I have a question about constructing a topology on a space $X$ starting from topologies defined on a family of subspaces $(X_i)_{i\in I}$ of $X$.
Assume that $X$ is a set and $(X_i)_{i\in I}$ is a collection of subsets of $X$. Assume also that for every $i\in I$, there is a topology $\mathcal{T}_i$ defined on $X_i$. We say that a topology $\mathcal{T}$ on $X$ is consistent with the family $(X_i,\mathcal{T}_i)_{i\in I}$ if the induced topology by $\mathcal{T}$ on $X_i$ is exactly $\mathcal{T}_i$ for every $i\in I$. Consistent topologies may or may not exist. And if they exist, there might be a unique consistent topology, or there might be more than one.

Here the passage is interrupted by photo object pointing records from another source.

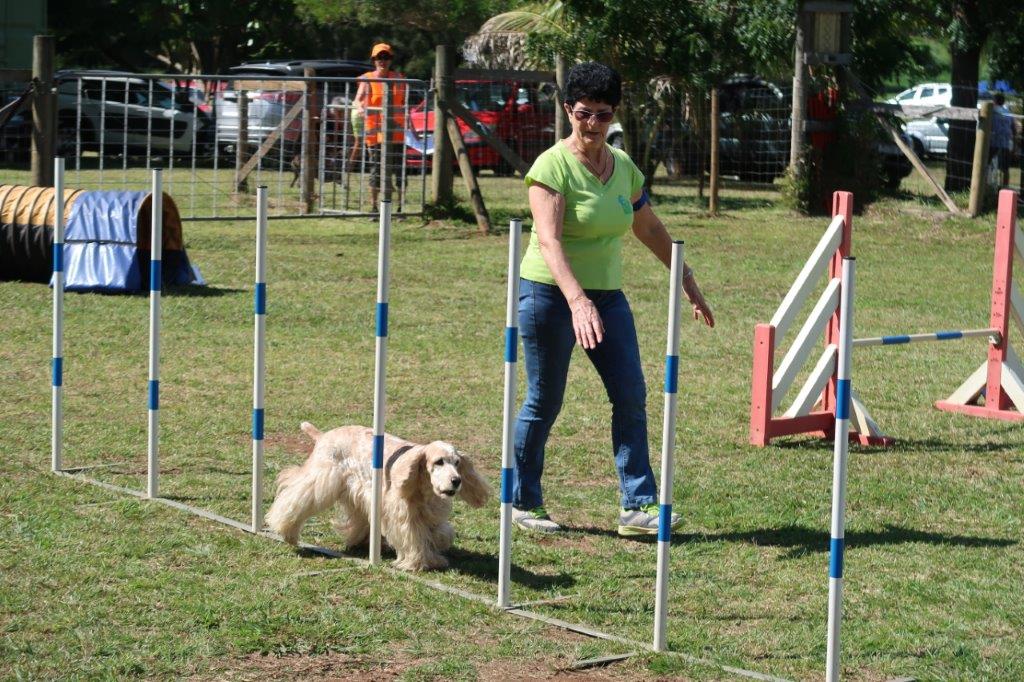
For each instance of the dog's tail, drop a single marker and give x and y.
(310, 431)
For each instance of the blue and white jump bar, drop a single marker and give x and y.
(56, 429)
(508, 424)
(992, 334)
(377, 476)
(259, 358)
(156, 281)
(668, 445)
(838, 543)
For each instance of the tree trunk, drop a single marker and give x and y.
(961, 151)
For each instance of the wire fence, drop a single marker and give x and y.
(218, 137)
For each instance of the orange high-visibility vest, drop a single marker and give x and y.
(374, 103)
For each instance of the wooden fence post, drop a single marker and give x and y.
(310, 126)
(713, 199)
(43, 112)
(441, 178)
(561, 122)
(980, 160)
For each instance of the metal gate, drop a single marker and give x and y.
(218, 138)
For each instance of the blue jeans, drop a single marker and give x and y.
(546, 328)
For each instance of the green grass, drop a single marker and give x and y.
(99, 586)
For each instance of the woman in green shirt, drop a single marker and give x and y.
(585, 196)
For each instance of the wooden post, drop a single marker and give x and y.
(310, 126)
(799, 100)
(713, 200)
(43, 112)
(980, 160)
(475, 198)
(441, 178)
(242, 143)
(561, 122)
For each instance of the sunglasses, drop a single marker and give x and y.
(586, 115)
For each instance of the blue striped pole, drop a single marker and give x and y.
(377, 476)
(156, 281)
(950, 335)
(508, 424)
(837, 546)
(668, 446)
(56, 428)
(259, 357)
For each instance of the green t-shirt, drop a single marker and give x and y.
(596, 217)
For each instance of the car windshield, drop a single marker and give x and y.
(483, 96)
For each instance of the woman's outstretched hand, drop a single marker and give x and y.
(586, 322)
(700, 307)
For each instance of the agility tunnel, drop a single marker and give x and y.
(107, 239)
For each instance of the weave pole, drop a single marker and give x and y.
(377, 476)
(56, 429)
(259, 357)
(837, 546)
(508, 423)
(668, 446)
(156, 280)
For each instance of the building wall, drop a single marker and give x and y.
(19, 22)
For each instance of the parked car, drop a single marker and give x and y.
(521, 114)
(15, 135)
(123, 112)
(928, 136)
(269, 101)
(926, 94)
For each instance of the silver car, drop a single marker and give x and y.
(928, 136)
(123, 113)
(269, 99)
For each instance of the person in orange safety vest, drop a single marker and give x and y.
(370, 102)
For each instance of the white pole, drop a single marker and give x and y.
(508, 425)
(56, 431)
(837, 546)
(156, 281)
(259, 357)
(668, 445)
(377, 478)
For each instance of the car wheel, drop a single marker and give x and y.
(919, 147)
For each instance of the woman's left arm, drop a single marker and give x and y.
(652, 233)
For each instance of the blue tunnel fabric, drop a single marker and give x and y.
(101, 246)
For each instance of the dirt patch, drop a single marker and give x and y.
(340, 666)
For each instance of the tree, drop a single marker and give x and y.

It is easy to check the following facts:
- If consistent topologies exist, then the finest consistent topology is given by $$\mathcal{T}=\{U\subset X:\; U\cap X_i\in\mathcal{T}_i,\;\forall i\in I\}.$$
- A necessary condition for the existence of consistent topologies is the pairwise compatibility of the topologies $(\mathcal{T}_i)_{i\in I}$, i.e., it must be the case that for every $i,j\in I$, the topology induced by $\mathcal{T}_i$ on $X_i\cap X_j$ must be the same as the topology induced by $\mathcal{T}_j$ on $X_i\cap X_j$.
The above condition becomes sufficient if the spaces $(X_i)_{i\in I}$ are an increasing sequence, i.e., if $I=\mathbb{N}$ and $X_n\subset X_{n+1}$ for every $n\in\mathbb{N}$. Is the above necessary condition also sufficient in general for arbitrary collection of subspaces? if not, is there a known necessary and sufficient condition for the existence of consistent topologies?
Is there a necessary and sufficient condition for the uniqueness of the consistent topology (in case such one exists)?
Has this problem been studied? If yes, can someone refer me to a good reference?